Les spectateurs de l'enterrement s'emparèrent immédiatement de l'impression glacée habilement instaurée autour du pas de l'inconnue, et y virent l'accomplissement d'un présage mystérieux : sur le passage de cette femme, puisque la finesse de sa silhouette la trahissait, un homme avait même risqué un sifflement : « La Mort ... »

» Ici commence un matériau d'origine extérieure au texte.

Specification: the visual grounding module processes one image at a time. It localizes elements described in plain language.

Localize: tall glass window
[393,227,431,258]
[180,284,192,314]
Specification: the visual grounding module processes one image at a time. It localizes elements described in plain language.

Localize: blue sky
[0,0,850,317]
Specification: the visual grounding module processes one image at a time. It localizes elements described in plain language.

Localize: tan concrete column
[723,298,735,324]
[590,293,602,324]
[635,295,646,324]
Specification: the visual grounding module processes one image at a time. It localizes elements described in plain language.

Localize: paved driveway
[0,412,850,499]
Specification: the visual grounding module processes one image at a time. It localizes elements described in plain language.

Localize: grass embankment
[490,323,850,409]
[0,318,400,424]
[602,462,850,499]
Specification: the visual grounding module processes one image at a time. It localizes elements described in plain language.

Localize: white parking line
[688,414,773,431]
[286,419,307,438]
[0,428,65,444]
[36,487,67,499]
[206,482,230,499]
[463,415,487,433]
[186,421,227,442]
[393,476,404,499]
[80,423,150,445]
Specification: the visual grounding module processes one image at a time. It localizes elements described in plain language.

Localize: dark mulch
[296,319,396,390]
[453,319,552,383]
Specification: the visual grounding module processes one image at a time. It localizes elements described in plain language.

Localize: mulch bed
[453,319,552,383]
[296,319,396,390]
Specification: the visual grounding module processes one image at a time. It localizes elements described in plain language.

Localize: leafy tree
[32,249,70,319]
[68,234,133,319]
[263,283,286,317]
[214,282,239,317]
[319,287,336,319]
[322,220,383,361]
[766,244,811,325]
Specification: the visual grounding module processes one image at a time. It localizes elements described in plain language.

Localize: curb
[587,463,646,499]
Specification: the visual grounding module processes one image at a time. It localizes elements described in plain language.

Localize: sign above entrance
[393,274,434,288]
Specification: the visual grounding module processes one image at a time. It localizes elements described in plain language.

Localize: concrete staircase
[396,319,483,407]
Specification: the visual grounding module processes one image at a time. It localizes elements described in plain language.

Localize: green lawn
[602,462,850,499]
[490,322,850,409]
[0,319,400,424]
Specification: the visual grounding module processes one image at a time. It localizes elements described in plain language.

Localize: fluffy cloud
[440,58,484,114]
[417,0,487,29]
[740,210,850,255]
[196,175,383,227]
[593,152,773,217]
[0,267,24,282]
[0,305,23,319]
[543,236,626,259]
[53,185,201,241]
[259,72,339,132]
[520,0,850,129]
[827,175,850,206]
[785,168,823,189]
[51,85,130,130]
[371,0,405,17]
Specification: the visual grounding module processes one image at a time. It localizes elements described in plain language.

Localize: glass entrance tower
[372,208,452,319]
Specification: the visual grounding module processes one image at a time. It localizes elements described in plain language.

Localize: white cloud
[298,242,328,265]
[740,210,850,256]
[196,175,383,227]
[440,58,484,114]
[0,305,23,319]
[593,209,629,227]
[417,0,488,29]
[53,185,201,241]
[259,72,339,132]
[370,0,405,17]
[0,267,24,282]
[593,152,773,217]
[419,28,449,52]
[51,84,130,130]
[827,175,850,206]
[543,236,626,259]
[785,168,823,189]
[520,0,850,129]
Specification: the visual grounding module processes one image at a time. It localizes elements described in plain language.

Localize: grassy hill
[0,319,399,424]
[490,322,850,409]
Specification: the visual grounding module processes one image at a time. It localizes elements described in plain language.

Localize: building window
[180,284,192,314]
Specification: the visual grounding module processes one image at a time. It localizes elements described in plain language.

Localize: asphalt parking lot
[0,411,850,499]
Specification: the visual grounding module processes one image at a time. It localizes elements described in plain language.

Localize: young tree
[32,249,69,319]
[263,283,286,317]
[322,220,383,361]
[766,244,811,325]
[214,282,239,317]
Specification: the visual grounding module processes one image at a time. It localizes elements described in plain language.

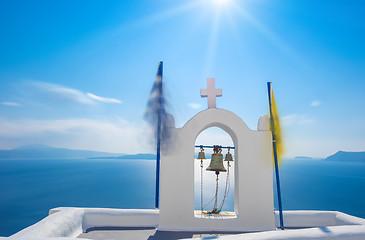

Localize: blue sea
[0,159,365,236]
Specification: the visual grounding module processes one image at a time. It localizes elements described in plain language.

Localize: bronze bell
[197,147,206,160]
[206,146,227,174]
[224,147,233,162]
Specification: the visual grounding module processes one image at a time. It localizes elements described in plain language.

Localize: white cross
[200,78,222,108]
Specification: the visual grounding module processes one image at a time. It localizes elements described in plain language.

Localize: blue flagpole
[155,62,164,208]
[267,82,284,230]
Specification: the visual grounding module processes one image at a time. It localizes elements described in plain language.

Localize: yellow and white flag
[270,83,284,166]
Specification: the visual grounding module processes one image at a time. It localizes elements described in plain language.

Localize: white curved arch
[159,108,275,231]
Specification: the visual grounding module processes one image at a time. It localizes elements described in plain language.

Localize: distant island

La figure noire traversa avec assurance les allées. Arrivée au cercueil, elle fit le signe d'usage, et s'effondra à ses pieds dans un froissement d'étoffe. La masse retint son souffle, et tendit le cou à la recherche du visage qui se cachait sous les plis noirs, incapable de distinguer s'il était incliné vers le sol ou faisait face à la boîte en bois. L'anonyme resta longtemps immobile dans cette posture de désespoir, puis sembla s'essuyer les yeux d'un mouchoir immaculé, pliée en deux par l'affliction.
Miss Kelly fit tomber du mouchoir le rectangle de tissu qu'il contenait, avant de l'enfouir dans le creux de sa main, qu'elle fit disparaître dans un recoin de la cape. Elle jugea bon de demeurer quelques instants encore en position agenouillée et, de peur d'être démasquée des pieux installés sur les côtés, feignit de s'abandonner dans la prière. Les mains rassemblées, elle se joignit à l'assemblée pour le « Notre Père », les yeux clos, comptant les secondes avant de se relever et d'accomplir ce pour quoi elle était venue.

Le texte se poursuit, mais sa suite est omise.